Nigéria

36 Segun Afolabi

Julia Berryman

Segun Afolabi, 44 ans, a grandi au Nigéria, d’abord à Ibadan, où il est né, puis dans la ville de Lagos. Il a été élevé en compagnie de ses frères et sœurs, mais également de ses cousins, cousines, oncles et tantes. « Les traditions africaines favorisent la vie collective contrairement à la vie individuelle du Québec », dit-il. La langue officielle du Nigéria, en plus des langues nationales, est l’anglais, mais grâce à ses études en traduction, Segun parle très bien le français.

La révélation

C’est en 2006 que Segun et sa femme débutèrent leurs démarches pour aller vivre au Canada. À l’époque, Segun avait 34 ans et n’était pas encore père. Deux raisons motivèrent leur désir de quitter le Nigéria. La première raison relève du divin : chrétien pentecôte pratiquant, Segun eut une révélation lui disant qu’il devait venir vivre au Canada. Mais il ne savait toujours pas quelle province canadienne serait son nouveau chez-soi. C’est un facteur de nature académique qui fut déterminant à cet égard. Les études furent en effet la deuxième raison ayant conduit Segun et sa femme à quitter leur pays d’origine. Segun souhaitait poursuivre des études supérieures en traduction, ce qui lui aurait été impossible au Nigéria. Au Canada, il avait la possibilité de faire une thèse de doctorat dans ce domaine, ce qui joua un rôle important dans sa décision. Il fit donc une première demande d’admission dans une université d’Halifax en Nouvelle-Écosse, demande qui fut malheureusement refusée. L’année suivante, il fit une deuxième tentative, à l’Université de Montréal. Encore une fois, sa demande fut déclinée. La même chose se reproduisit en 2009 et ce n’est qu’en 2011 que Segun fut finalement accepté à l’Université Laval. Il ne déménagea officiellement que quatre ans plus tard, soit en janvier 2015. Malheureusement, sa femme et leurs trois enfants nés entretemps ne purent quitter le Nigéria en même temps que lui. Ce fut un processus laborieux pour que la famille soit enfin réunie dans leur nouvelle demeure canadienne.

L’arrivée au Québec

Cela fait maintenant presque deux ans que Segun est arrivé au Québec. À son arrivée, il a d’abord été marqué par la bonté et la gentillesse des Québécois et des Québécoises. « Ils sont toujours prêts à aider », a-t-il mentionné. C’est d’ailleurs en arrivant ici qu’il a entendu pour la première fois l’expression « Ça me fait plaisir » en réponse au mot « Merci ». Il était habitué aux expressions « Je vous en prie » et « Pas de quoi », mais n’avait jamais entendu « Ça me fait plaisir ». Cette forme de politesse l’a particulièrement touché lors de ses premiers échanges avec des Québécois qu’il a trouvés extrêmement chaleureux et accueillants. Segun a aussi apprécié le confort et le niveau de vie du Québec. Au Nigéria, comme dans la plupart des pays d’Afrique, il n’avait pas accès à l’électricité et à Internet 24 heures sur 24. C’était donc un luxe pour lui d’avoir droit à ces accommodations à toute heure de la journée.
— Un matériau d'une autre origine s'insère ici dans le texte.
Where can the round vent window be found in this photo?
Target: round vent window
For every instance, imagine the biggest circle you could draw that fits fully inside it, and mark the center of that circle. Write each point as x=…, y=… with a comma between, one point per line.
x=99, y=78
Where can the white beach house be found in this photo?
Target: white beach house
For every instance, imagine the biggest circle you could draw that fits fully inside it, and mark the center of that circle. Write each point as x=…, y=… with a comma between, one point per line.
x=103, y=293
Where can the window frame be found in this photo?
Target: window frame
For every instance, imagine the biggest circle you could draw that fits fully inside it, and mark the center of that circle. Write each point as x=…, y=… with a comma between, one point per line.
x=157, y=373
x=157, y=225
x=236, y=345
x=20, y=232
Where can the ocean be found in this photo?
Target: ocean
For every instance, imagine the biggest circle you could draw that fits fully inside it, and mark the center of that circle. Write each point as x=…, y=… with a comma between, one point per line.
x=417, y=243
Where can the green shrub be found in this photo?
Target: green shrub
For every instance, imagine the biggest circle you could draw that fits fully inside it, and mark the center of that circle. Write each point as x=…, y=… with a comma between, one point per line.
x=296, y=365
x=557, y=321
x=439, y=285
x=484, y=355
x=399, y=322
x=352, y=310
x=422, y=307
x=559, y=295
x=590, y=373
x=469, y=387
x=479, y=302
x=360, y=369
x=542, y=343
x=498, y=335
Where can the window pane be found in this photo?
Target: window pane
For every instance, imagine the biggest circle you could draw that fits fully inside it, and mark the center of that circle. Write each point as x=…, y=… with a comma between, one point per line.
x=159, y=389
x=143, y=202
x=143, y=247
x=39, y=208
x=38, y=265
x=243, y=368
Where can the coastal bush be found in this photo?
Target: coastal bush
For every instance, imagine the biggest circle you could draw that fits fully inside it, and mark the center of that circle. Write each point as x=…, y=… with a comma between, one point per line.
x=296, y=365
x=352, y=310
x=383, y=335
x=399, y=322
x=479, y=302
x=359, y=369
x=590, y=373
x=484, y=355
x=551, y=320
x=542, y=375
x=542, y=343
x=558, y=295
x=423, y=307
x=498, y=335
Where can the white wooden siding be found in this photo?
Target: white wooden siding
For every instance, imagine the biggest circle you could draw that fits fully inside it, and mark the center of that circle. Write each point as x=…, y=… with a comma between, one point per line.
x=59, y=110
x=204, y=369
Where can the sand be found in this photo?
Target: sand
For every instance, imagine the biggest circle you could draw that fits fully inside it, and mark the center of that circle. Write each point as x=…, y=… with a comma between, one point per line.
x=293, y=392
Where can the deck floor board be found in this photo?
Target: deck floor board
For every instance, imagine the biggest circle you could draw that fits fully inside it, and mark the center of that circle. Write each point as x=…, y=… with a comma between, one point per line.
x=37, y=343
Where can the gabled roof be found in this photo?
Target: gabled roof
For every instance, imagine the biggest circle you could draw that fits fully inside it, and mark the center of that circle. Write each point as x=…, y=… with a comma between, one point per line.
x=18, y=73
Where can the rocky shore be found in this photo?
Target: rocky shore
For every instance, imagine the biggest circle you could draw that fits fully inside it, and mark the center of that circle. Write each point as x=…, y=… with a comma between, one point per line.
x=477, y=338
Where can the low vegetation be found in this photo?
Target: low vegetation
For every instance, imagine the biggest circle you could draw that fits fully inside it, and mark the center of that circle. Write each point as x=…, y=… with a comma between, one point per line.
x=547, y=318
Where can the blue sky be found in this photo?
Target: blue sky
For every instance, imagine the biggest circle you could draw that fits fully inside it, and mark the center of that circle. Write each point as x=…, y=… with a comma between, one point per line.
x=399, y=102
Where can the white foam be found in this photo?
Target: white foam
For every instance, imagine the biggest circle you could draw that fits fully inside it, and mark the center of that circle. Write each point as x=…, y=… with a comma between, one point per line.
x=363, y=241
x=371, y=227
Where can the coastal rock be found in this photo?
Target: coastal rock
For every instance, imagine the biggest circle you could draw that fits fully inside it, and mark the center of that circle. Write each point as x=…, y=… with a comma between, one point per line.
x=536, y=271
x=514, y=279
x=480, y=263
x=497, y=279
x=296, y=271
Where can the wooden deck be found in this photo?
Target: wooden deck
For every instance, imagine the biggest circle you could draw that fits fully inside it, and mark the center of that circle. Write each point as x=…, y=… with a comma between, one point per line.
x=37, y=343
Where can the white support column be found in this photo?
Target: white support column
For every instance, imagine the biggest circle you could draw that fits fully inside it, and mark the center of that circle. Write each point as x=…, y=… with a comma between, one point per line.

Toutefois, Segun a aussi été choqué par certains éléments de la vie québécoise. L’aspect qu’il a trouvé le plus ardu à son arrivée est l’adaptation au froid et à l’hiver. Tel que déjà mentionné, Segun est arrivé en janvier 2015, lors d’un des hivers les plus froids de l’histoire récente du Québec. Segun a alors adopté des stratégies afin d’éviter les sorties extérieures. Lors de sa première année à Québec, il habitait dans une résidence de l’Université Laval. Pour aller à ses cours, il pouvait donc emprunter les tunnels intérieurs mis à disposition. « Ça m’a beaucoup sauvé! », dit-il avec humour.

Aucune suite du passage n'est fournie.